The estimator will also gather all subcontractor costs, including the price of the labor, materials, and equipment required by additional specialty contractors on the project. Lastly, to ensure all costs are covered in an accurate estimate, indirect costs need to be considered. This can include temporary on-site utilities, land acquisition, design fees, and office support.
Getting to Work: 4 Ways to Improve the Accuracy of a Construction Estimating
As technology continues to guide the latest and greatest in construction, the process of construction estimating has drastically improved due to more innovative tech platforms.
1. Embrace the cloud
One key industry innovation is the cloud-based estimation tool. This allows an estimator to utilize a 2D or even 3D model to predict the needs of a construction project. The cloud-based approach provides more accuracy by uncovering the true engineering needs of a project. This accuracy, in turn, offers the client a fuller picture of the estimation, and gives the estimation team a helpful tool to better present the construction job.
Another cloud-based approach involves executing a takeoff within the cloud for an estimation. Integrating the takeoff into the cloud allows for more security and collaboration among team members. It also eliminates the headaches of using license-based tools.
2. Turn to automation
A truly innovative approach to estimation is known as the automated approach to a takeoff. When takeoffs are automated, estimators are freed up from the tedious task of manually counting supplies. They can easily visualize quantities in 3D to understand scope, complexity, and design intent. This tool is key in the preconstruction phase, as it allows a contractor to jumpstart the launch of a new job seamlessly, without getting bogged down by the nuances of an ordinary takeoff.
3. Collaborate early
Teamwork is an essential first step in construction estimating, and this process fails if there’s not a culture of transparency and collaboration between the contractor, client, and estimator. Justin Davis, Executive Vice President of Preconstruction, Estimating, and Business Development at Walker Engineering explains the importance of collaboration during the estimation process this way: “Customers expect and trust [contractors] to fill in all the gaps, make sure that they’ve got their costs covered, and make sure that when we sit in a room, there’s transparency.”

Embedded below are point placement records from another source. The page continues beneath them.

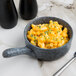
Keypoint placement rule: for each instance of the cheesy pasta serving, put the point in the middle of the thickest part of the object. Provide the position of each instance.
(48, 36)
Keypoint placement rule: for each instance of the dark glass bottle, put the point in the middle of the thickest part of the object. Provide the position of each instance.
(28, 9)
(8, 14)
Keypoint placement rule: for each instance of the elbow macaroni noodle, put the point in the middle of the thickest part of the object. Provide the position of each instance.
(48, 36)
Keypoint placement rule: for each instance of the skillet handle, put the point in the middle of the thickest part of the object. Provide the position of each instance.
(17, 51)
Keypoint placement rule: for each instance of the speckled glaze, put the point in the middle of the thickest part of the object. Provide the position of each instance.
(40, 53)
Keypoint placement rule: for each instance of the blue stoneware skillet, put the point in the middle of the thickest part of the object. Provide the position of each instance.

4. Leverage connected data
Lastly, the advent of data connectivity is the cornerstone to improving the accuracy of your construction estimate. When data lives in silos, information can get lost, which increases the likelihood of inaccurate estimating. More importantly, centralized data and information ensures more accuracy and facilitates a seamless transition from one project phase to the next.

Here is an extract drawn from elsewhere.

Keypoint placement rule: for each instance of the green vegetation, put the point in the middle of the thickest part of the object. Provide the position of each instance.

It is truly a new era in creating an accurate and reliable construction estimate—contractors and business owners just need to understand the technology and platforms available at their fingertips.
Making the Most of your Construction Estimate
In construction, there’s nothing more important than delivering a quality, outstanding project that exceeds the expectations of your clients. This all begins with the estimate. As the industry continues innovating, there are several resources to make your estimation process more accurate and helpful for your clients. Most importantly, an accurate estimate helps maintain your bottom line, as mistakes can be costly and sour reputations for future projects.